September 9th, 2016 I Get Me

I felt better today. I grabbed my change of clothes for the gym this morning before heading to the studio. My goal: Get a good workout before going home for the day. I accomplished that goal. And it seemed to make a difference with the panic attack situation of late.

I've received several messages, emails and comments about this issue and I sincerely appreciate each and every one. I haven't had time to respond to each one. The long days, punctuated by too little sleep, isn't a good combination for me or anyone. I recognize that--I'm aware of it, and still--it's a struggle to correct.

I haven't been able to be with mom the last few days and truly, that's weighing heavily. She's doing well--and trust, if she wasn't I'd drop anything and everything to be there. But she is doing well--and getting stronger. My next opportunity to spend time with her will be on Sunday. I'm staying in good contact with her and her doctors.

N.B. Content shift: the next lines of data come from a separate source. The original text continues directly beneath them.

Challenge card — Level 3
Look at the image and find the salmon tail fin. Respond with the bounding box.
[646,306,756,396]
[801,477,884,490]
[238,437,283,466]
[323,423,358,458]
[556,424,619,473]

Things will start easing up at work with the return of a colleague who's recovery from a serious accident. She's been out three weeks. I'm so glad she's getting better and is ready to return.

The eighth anniversary of this blog is next Thursday the 15th. That night, starting at 6pm, I'll be living on a Ferris wheel for 24 hours straight, in an attempt to raise money for Big Brothers/Big Sisters. It's an organization very near and dear to me. That 24 hour period offers some challenges for me--but I'm planning well. I'll handle my food well--and I'll have my laptop along for the ride, so I'll be able to blog on the Ferris wheel.

Also, I'll be marking the 8th Anniversary of this blog by releasing episode one of my new podcast. It's not listed on iTunes just yet--but it's happening! As soon as it's listed, I'll let you know and I hope you'll subscribe!

Speaking of podcasts, I'm looking forward to being interviewed by Heather at Half Size Me for an upcoming episode of that very popular podcast.

I made support very important today. I sent some text messages and made a couple phone calls. These action steps, plus the workout and a gratitude list, has helped reduce the anxiety/panic.

Life Coach Gerri Helms has a way of getting to the point very quickly and perfectly. She offered: "When I get panic attacks like that, I make a phone call. Another person listening diffuses it greatly. I'm usually pole vaulting over mouse turds when in panic mode like that."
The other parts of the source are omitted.